Marketing research mix

Marketing research mix

The term Marketing research mix (or the "MR Mix") was created in 2004 and published in 2007 (Bradley - see references). It was designed as a framework to assist researchers to design or evaluate marketing research studies. The name was deliberately chosen to be similar to the Marketing Mix - it also has four Ps. Unlike the marketing mix these elements are sequential and they match the main phases that need to be followed. These four Ps are: Purpose; Population; Procedure and Publication.

Contents

Purpose

The purpose of the research is the reason why it is being done. The word “purpose” is useful because it has a wide coverage. It can be specifically defined or it can be loosely explained. The wide term also embraces studies to gather marketing intelligence, where the manager’s role is to scan the environment for useful data, and there may be no specific objective.

Many marketers avoid the term hypothesis entirely and tend to use the words “research objective” or “aim”. The word hypothesis (plural, hypotheses) is quite different from the terms mentioned above. It is an essential starting point for quantitative researchers, but takes a lesser role for qualitative researchers. The term is deeply rooted in the history of scientific thought.

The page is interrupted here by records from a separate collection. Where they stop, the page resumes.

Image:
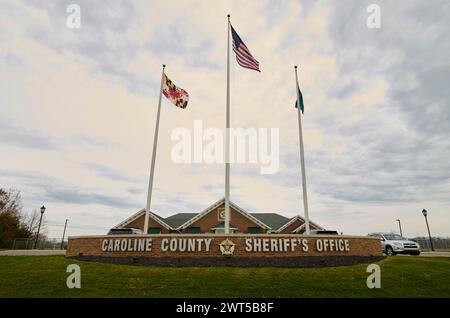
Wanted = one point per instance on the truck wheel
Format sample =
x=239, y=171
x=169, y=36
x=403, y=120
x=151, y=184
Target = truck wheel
x=389, y=251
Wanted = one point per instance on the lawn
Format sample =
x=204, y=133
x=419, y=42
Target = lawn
x=45, y=276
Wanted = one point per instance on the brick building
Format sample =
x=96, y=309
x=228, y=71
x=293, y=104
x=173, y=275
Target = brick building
x=211, y=220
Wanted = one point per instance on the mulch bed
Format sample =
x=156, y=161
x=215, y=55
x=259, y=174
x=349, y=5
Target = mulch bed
x=287, y=262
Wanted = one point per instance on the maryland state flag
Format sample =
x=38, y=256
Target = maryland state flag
x=178, y=96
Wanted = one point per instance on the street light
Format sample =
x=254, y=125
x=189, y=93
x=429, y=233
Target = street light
x=424, y=212
x=39, y=227
x=400, y=226
x=64, y=234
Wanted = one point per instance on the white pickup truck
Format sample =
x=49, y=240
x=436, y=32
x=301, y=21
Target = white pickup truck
x=393, y=244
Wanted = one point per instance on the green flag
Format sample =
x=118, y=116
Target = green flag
x=302, y=107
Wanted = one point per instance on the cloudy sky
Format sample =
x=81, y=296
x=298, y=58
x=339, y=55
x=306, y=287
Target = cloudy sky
x=78, y=109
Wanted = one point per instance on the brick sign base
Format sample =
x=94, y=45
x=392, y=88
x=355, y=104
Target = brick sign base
x=226, y=250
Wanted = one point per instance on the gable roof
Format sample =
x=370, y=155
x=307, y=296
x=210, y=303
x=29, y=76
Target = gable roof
x=270, y=221
x=274, y=220
x=141, y=212
x=178, y=219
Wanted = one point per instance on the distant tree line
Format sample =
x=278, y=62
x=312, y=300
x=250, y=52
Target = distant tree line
x=15, y=223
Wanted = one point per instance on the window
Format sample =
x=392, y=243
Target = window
x=154, y=230
x=254, y=230
x=193, y=229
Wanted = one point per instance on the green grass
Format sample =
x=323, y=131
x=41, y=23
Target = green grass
x=45, y=276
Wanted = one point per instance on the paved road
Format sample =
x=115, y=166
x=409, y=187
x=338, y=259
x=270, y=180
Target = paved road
x=438, y=254
x=32, y=252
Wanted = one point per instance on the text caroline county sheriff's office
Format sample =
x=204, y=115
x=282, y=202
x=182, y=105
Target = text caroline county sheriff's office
x=204, y=245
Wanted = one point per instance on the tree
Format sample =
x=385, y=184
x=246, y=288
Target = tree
x=31, y=224
x=11, y=225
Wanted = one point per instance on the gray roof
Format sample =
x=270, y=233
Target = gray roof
x=274, y=220
x=178, y=219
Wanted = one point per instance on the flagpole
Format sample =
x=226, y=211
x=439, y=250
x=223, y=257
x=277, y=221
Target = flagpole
x=302, y=156
x=227, y=144
x=152, y=168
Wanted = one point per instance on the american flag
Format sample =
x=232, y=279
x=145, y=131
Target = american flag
x=243, y=55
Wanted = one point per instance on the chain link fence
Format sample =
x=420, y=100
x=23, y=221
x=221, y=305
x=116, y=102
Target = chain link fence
x=438, y=242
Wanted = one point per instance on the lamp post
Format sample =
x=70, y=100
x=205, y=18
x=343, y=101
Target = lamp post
x=400, y=226
x=39, y=227
x=425, y=212
x=64, y=233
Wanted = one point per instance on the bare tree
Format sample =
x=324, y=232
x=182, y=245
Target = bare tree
x=31, y=223
x=11, y=225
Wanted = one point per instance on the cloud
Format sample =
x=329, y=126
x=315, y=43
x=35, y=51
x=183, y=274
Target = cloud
x=375, y=127
x=26, y=138
x=49, y=189
x=111, y=174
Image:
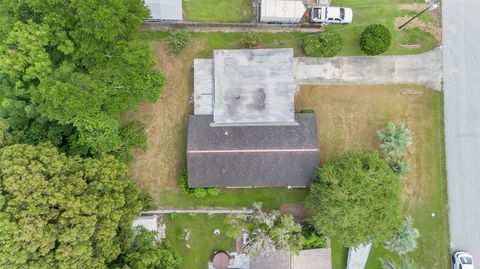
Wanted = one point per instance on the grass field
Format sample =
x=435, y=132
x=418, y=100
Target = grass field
x=202, y=243
x=349, y=116
x=218, y=10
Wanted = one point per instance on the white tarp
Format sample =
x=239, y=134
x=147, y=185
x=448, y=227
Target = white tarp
x=165, y=10
x=281, y=11
x=358, y=256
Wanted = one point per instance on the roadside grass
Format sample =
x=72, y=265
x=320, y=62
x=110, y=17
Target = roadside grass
x=202, y=243
x=366, y=12
x=348, y=117
x=218, y=10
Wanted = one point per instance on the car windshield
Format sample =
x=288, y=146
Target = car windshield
x=466, y=260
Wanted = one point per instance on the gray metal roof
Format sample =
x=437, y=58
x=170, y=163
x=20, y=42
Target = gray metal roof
x=253, y=87
x=169, y=10
x=260, y=156
x=203, y=86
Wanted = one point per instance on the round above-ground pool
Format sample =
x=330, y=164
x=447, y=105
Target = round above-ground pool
x=221, y=260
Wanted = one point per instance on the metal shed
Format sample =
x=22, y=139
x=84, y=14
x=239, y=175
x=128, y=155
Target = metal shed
x=281, y=11
x=165, y=10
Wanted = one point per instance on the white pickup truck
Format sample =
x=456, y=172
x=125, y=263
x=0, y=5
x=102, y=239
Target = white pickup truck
x=340, y=15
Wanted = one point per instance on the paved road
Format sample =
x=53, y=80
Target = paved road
x=461, y=42
x=422, y=69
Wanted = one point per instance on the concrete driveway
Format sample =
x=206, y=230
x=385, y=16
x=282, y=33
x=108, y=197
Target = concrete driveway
x=422, y=69
x=461, y=42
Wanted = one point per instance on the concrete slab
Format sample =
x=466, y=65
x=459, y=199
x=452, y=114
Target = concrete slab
x=422, y=69
x=253, y=87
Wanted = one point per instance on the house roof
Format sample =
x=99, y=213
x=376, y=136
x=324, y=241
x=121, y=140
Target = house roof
x=253, y=87
x=245, y=156
x=165, y=10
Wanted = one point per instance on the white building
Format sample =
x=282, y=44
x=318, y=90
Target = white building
x=151, y=223
x=165, y=10
x=281, y=11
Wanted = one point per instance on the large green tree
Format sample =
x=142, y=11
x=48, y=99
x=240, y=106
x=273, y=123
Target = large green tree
x=356, y=199
x=63, y=212
x=146, y=253
x=70, y=68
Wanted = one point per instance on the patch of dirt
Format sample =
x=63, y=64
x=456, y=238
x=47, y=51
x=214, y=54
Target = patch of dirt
x=417, y=7
x=427, y=27
x=297, y=210
x=159, y=166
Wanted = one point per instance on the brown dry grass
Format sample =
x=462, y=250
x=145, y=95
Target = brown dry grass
x=349, y=117
x=427, y=27
x=159, y=166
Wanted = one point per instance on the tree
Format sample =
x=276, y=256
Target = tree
x=146, y=253
x=375, y=39
x=63, y=212
x=405, y=240
x=323, y=44
x=75, y=65
x=394, y=142
x=356, y=199
x=268, y=232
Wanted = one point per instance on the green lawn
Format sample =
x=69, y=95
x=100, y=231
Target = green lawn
x=218, y=10
x=348, y=117
x=366, y=12
x=234, y=198
x=202, y=243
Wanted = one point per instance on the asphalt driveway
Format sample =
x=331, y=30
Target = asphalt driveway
x=461, y=42
x=422, y=69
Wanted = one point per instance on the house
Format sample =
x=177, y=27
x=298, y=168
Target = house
x=150, y=223
x=281, y=11
x=244, y=132
x=165, y=10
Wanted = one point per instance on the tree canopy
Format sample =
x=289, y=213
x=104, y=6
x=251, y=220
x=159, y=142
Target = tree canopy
x=146, y=253
x=356, y=199
x=268, y=232
x=63, y=212
x=70, y=68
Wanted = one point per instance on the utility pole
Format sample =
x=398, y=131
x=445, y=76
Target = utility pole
x=431, y=7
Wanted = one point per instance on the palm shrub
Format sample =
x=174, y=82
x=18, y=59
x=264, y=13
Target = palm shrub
x=178, y=39
x=375, y=39
x=250, y=40
x=324, y=44
x=197, y=192
x=394, y=142
x=405, y=240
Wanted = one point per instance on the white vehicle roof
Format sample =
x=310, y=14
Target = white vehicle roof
x=282, y=9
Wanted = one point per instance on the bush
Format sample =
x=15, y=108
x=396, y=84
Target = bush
x=325, y=44
x=394, y=142
x=178, y=39
x=313, y=239
x=197, y=192
x=350, y=190
x=250, y=40
x=375, y=39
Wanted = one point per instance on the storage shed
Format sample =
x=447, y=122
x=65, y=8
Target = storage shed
x=165, y=10
x=281, y=11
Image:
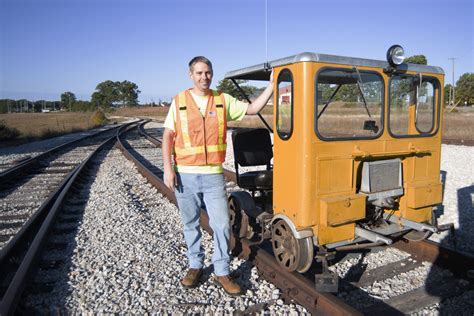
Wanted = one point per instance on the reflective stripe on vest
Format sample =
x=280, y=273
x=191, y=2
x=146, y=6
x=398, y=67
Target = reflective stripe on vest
x=184, y=118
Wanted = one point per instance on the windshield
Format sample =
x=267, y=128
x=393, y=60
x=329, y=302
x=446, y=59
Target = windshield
x=349, y=104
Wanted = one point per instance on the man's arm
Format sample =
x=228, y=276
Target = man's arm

In statistics we expend much time and energy to generate hypotheses, to test hypotheses, and to reject them. Some people argue that we should only test one hypothesis; others say we should test several. In hypothesis testing we create a statement, which may be true or false, this statement is a "proposition" - we propose that something may be the case. If it is right then we accept it. If it is not right, if it is "wrong" then we reject it.

The first step is to formulate the null-hypothesis, abbreviated to Ho. This is usually intended to be rejected. Another carefully constructed hypothesis is the alternative hypothesis or the H1; this is actually called the 'research hypothesis'. After these have been articulated the researcher can design a research programme to test the hypotheses. When the results are received, they are examined against the prediction of the null hypothesis. The basic idea is to use this possible explanation and then look for data to support the explanation (or not). It is best to spend as much time as possible on the hypothesis: it is the research question, and it determines how the study is carried out. It determines the design because it defines the problem.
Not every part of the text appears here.